Back in its earlier glory days as an actual print newspaper, when you could see its headlines jumping out from the news rack, the Onion ran a doozy – one of its finer moments. The front-page header screamed WEBSITE CONTAINS INCORRECT INFORMATION! Internet Apologizes to Users! (Almost as good as Girls Gone Wild Released Back Into Civilization, about a program that taught them not to peel off their T-shirts and shower with girlfriends, in hopes of placing them in jobs as Hooter’s waitresses or tanning salon receptionists.)
It’s easier to believe wild girls can be tamed than to believe everything you see online – or in print – is completely true. Many years ago, the truly outrageous (and outrageously brilliant) author and social gadfly Norman Mailer spoke at UT Austin, and told the audience to read about the talk in the papers the next day.
They would, he said, get it completely wrong.

He was completely right.

That made an impression, one reason why Austin All Natural has pretty strict editorial guidelines for contributors, requesting articles that are interesting, informative, and enjoyable to read. Unsubstantiated health claims, client testimonials, and advertorials that simply extol the virtues of a specific product get edited.

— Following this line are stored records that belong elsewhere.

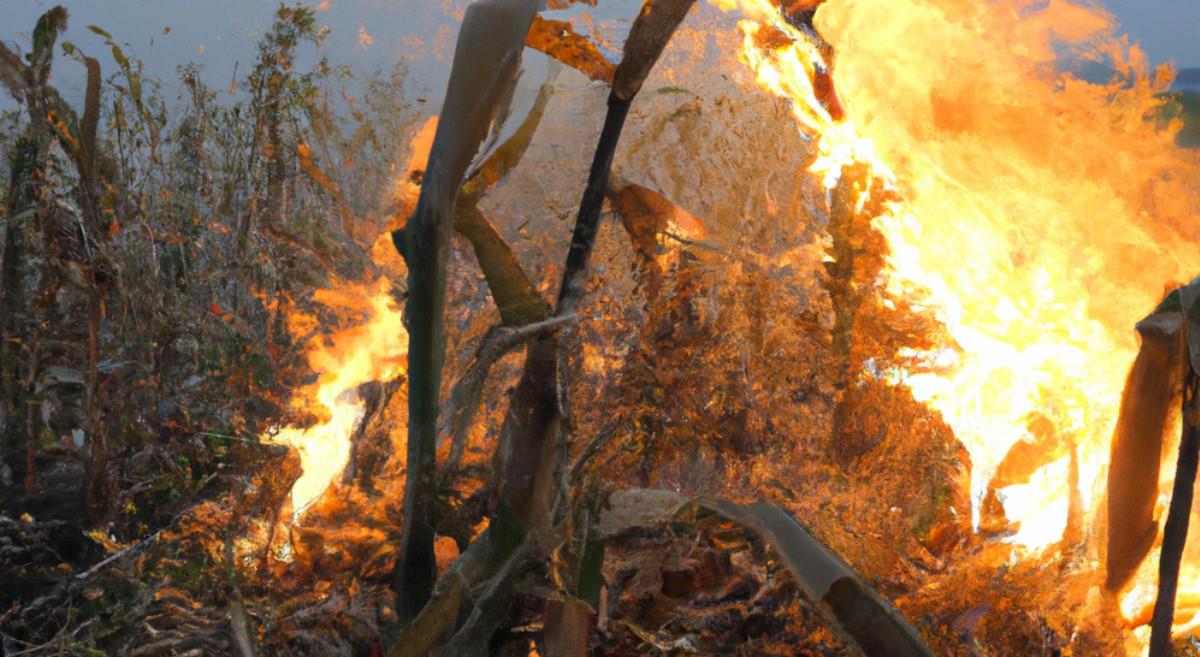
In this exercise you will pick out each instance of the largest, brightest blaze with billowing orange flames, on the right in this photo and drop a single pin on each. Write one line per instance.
(1037, 215)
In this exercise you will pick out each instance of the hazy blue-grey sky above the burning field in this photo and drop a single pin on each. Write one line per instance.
(369, 35)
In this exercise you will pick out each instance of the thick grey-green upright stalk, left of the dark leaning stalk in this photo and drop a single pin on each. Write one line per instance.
(487, 61)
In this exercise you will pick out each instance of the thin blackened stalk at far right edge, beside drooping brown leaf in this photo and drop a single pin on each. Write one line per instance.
(1175, 532)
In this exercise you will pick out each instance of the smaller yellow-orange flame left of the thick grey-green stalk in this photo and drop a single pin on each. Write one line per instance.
(371, 352)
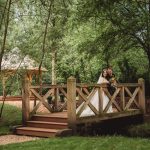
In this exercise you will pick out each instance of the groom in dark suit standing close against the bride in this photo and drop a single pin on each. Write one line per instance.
(111, 78)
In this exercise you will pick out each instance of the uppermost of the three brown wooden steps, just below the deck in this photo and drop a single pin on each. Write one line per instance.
(49, 118)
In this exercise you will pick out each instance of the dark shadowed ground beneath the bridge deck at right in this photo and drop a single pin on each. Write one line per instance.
(127, 126)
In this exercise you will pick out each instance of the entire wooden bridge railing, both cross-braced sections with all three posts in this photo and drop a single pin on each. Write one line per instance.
(77, 97)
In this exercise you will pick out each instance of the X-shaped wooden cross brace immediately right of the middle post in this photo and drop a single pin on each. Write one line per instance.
(87, 102)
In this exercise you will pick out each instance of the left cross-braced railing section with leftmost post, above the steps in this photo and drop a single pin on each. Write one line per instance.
(53, 97)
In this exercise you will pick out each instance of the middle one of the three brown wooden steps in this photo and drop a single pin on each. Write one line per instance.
(49, 125)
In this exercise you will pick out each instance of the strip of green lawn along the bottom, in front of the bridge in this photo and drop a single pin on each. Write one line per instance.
(83, 143)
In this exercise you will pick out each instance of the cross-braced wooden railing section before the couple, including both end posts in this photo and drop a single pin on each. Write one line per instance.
(126, 97)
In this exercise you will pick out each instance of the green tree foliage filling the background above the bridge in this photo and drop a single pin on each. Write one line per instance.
(87, 35)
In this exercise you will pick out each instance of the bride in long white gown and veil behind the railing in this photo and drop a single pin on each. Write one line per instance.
(95, 98)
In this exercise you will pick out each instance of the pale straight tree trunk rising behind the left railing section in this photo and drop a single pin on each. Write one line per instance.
(54, 55)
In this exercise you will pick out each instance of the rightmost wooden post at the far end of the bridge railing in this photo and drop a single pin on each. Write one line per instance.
(142, 95)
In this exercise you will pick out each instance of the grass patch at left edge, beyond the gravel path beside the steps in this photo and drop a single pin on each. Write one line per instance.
(11, 116)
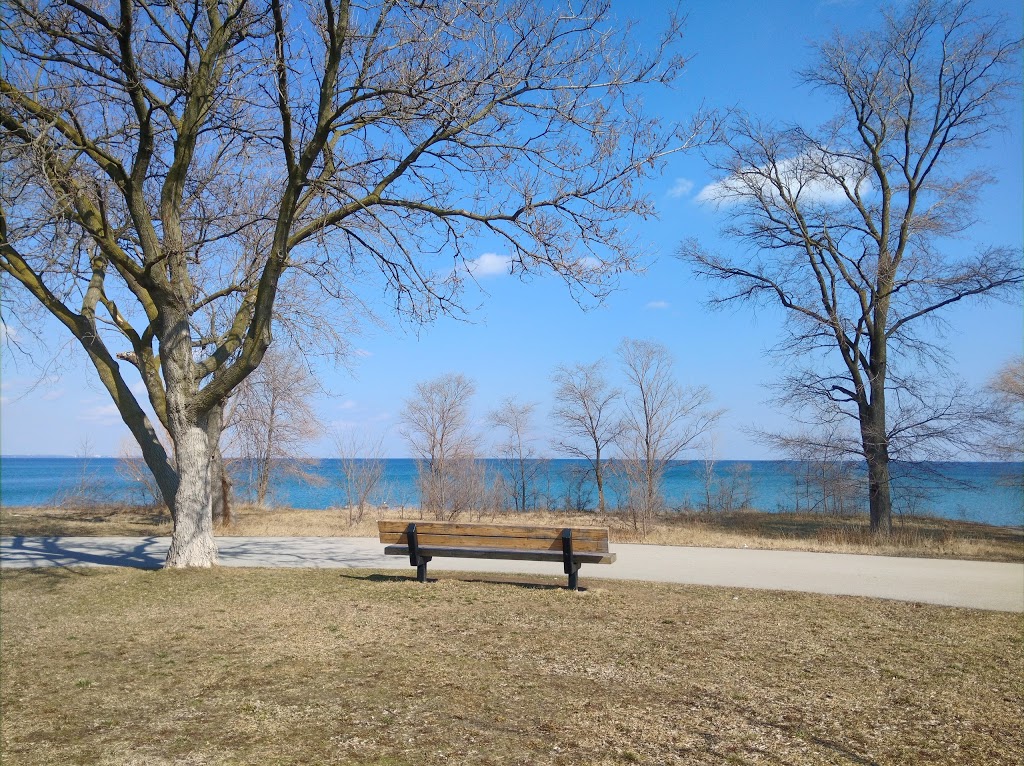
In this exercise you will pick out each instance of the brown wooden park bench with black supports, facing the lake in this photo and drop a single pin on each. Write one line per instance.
(422, 541)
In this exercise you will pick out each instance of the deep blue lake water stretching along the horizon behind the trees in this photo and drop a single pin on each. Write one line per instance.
(979, 492)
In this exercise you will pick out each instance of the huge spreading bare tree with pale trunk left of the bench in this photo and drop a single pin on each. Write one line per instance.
(174, 172)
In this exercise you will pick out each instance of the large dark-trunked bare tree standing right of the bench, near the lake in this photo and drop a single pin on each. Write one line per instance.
(858, 229)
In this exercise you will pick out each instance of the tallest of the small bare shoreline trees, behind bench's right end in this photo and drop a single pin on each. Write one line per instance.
(662, 418)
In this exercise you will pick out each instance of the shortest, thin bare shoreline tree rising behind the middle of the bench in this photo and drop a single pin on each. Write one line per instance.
(518, 451)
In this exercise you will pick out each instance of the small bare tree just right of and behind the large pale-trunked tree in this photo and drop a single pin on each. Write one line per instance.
(272, 420)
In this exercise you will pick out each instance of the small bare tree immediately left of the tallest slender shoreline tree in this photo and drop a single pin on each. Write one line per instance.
(586, 418)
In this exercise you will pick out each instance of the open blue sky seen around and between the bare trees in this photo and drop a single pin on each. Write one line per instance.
(744, 54)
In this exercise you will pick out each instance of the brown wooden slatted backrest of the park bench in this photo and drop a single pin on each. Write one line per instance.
(456, 535)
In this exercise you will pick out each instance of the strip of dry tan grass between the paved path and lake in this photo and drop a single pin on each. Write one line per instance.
(913, 536)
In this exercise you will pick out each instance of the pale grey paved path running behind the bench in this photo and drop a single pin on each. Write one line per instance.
(982, 585)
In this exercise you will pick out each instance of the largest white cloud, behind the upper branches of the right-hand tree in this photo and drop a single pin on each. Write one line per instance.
(804, 177)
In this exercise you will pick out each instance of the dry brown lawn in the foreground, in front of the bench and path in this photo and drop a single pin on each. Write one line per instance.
(120, 667)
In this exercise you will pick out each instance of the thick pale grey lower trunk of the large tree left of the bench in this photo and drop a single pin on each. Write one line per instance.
(192, 540)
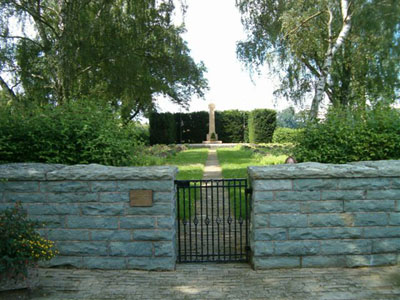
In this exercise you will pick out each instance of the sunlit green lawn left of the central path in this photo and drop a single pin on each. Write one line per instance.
(190, 163)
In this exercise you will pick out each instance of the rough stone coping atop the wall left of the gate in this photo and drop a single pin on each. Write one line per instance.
(56, 172)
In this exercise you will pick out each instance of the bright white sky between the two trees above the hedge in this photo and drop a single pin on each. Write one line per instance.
(213, 29)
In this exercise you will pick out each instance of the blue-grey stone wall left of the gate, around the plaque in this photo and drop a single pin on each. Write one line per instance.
(87, 213)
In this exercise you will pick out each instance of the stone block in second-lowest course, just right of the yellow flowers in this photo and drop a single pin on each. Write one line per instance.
(82, 248)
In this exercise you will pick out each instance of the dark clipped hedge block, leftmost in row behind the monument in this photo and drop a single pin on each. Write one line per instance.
(162, 128)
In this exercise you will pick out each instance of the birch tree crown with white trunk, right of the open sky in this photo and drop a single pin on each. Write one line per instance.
(346, 50)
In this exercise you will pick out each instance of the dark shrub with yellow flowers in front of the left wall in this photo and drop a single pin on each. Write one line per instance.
(20, 243)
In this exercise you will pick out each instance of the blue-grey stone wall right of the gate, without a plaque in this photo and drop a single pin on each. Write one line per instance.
(322, 215)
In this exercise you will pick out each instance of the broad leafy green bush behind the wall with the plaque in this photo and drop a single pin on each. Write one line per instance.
(73, 133)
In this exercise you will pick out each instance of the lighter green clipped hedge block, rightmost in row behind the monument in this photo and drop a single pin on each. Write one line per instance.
(262, 123)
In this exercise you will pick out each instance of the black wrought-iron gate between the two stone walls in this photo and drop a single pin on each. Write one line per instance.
(213, 219)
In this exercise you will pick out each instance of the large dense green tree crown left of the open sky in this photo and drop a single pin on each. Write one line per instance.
(122, 52)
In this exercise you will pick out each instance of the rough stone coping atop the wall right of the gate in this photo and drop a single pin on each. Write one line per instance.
(383, 168)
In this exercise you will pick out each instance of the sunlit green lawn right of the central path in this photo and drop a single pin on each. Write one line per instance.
(234, 161)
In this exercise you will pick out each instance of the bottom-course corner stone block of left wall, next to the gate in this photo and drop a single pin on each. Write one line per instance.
(152, 263)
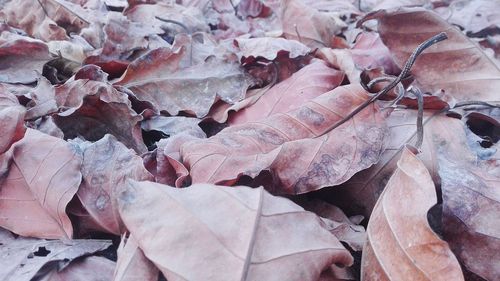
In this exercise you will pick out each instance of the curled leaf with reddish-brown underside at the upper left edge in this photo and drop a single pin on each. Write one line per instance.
(21, 61)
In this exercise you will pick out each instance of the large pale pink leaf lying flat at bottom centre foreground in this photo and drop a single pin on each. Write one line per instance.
(241, 233)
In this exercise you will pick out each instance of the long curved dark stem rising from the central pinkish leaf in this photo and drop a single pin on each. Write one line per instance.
(406, 70)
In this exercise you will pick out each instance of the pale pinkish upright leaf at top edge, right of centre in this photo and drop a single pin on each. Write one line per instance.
(308, 25)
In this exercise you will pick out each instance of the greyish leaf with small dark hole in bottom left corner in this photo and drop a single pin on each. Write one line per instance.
(22, 258)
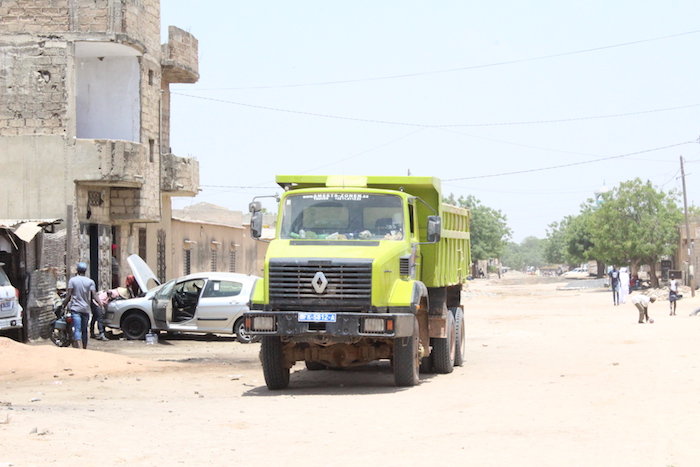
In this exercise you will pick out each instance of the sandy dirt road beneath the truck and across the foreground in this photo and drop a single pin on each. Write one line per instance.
(552, 378)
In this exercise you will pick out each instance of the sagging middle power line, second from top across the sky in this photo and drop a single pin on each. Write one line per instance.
(424, 125)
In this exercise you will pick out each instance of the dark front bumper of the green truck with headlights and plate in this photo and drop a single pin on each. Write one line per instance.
(299, 323)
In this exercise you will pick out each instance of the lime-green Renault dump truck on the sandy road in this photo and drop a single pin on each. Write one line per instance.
(361, 268)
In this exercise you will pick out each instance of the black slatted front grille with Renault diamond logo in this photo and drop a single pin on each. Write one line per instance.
(319, 285)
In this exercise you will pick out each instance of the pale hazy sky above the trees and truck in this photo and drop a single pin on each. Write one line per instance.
(529, 106)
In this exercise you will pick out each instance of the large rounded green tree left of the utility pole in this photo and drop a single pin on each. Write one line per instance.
(636, 223)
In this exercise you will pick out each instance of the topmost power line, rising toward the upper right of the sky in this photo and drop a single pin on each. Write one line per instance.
(452, 70)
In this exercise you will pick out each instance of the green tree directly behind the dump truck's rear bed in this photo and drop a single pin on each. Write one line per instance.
(489, 232)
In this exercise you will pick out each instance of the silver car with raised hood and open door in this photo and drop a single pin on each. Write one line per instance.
(207, 302)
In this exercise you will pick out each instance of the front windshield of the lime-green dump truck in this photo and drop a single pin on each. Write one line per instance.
(342, 216)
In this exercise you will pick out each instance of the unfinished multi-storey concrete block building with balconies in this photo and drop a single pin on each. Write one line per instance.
(84, 130)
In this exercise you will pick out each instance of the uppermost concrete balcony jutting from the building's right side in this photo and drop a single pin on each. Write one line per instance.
(180, 60)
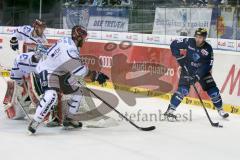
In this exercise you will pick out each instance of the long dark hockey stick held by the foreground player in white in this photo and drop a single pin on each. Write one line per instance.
(119, 113)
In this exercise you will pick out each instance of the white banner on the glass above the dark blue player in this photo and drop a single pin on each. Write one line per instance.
(181, 21)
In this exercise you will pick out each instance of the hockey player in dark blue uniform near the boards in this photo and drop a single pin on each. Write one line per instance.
(198, 61)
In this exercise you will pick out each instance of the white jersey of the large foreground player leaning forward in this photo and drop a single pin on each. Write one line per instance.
(63, 57)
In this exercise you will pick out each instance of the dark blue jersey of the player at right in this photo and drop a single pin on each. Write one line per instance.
(198, 60)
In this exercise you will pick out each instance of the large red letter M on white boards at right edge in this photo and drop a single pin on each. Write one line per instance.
(232, 80)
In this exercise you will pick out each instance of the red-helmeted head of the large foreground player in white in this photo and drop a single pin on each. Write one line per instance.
(79, 34)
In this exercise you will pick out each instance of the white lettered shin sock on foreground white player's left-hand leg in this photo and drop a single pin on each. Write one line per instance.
(47, 103)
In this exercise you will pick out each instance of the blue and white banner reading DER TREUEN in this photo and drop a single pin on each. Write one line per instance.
(97, 18)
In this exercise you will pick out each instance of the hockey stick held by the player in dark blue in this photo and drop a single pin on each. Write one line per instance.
(214, 124)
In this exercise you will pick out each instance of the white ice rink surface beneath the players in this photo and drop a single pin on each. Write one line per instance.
(192, 140)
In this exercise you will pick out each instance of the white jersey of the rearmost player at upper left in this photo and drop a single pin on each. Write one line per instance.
(24, 33)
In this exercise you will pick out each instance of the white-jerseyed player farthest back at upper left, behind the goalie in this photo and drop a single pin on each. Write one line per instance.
(29, 34)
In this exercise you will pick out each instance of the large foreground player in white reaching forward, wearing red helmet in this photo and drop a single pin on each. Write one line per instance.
(63, 57)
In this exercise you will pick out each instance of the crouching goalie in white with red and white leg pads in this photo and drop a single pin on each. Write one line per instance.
(19, 93)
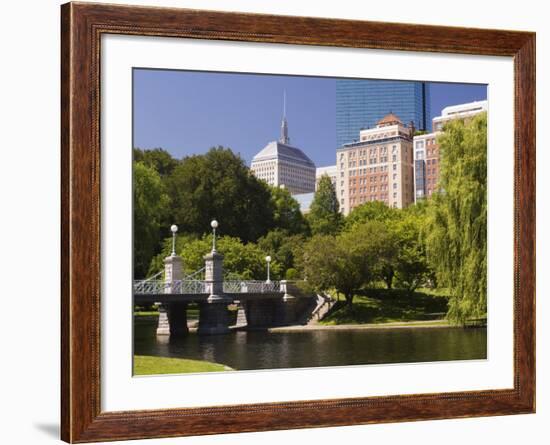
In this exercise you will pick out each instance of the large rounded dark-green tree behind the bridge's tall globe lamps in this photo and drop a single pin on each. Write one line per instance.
(219, 185)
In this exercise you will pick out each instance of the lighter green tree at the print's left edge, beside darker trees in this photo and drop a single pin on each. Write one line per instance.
(150, 207)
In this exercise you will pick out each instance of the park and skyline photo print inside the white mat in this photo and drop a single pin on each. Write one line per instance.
(294, 221)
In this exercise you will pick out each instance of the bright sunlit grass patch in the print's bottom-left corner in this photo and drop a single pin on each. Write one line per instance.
(148, 365)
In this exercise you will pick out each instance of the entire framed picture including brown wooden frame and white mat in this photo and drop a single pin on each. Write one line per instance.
(294, 209)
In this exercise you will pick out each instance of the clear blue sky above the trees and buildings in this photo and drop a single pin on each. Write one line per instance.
(187, 112)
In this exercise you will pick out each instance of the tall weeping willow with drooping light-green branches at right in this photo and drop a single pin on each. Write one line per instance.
(457, 222)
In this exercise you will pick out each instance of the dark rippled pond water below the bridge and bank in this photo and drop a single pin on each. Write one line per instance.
(268, 350)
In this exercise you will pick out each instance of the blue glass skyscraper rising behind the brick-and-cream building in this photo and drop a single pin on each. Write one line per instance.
(361, 103)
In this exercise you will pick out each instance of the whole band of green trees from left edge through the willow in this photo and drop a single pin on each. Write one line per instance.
(437, 243)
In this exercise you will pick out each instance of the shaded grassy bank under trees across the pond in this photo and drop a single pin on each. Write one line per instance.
(389, 306)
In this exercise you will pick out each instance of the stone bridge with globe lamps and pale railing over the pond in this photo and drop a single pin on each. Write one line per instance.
(261, 304)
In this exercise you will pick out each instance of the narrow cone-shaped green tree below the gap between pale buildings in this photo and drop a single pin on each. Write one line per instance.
(324, 215)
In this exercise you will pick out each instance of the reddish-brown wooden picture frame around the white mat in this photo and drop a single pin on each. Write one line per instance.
(82, 26)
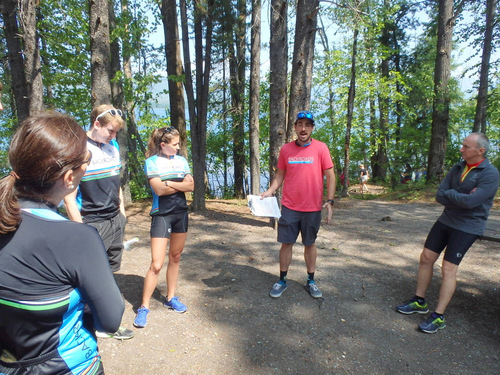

The question has been asked on occasion (on few enough occasions, actually, to count on one hand and still have one finger left to, umm… extend while drinking tea), if we research or try all these things out, to see if they work.
Nope. Natural healthcare and spiritual practices are pretty much subjective experiences, and everyone who uses them will have completely different results, based on what they bring to the table. Professional debunkers make a living off that – and have their own agenda.
If you’re sick, as the requisite disclaimer says, go to the practitioner of your choice. In the meantime, educate yourself, use common sense, and follow your intuition about natural healthcare and metaphysical practices – and never, ever turn your back on a Girl Gone Wild.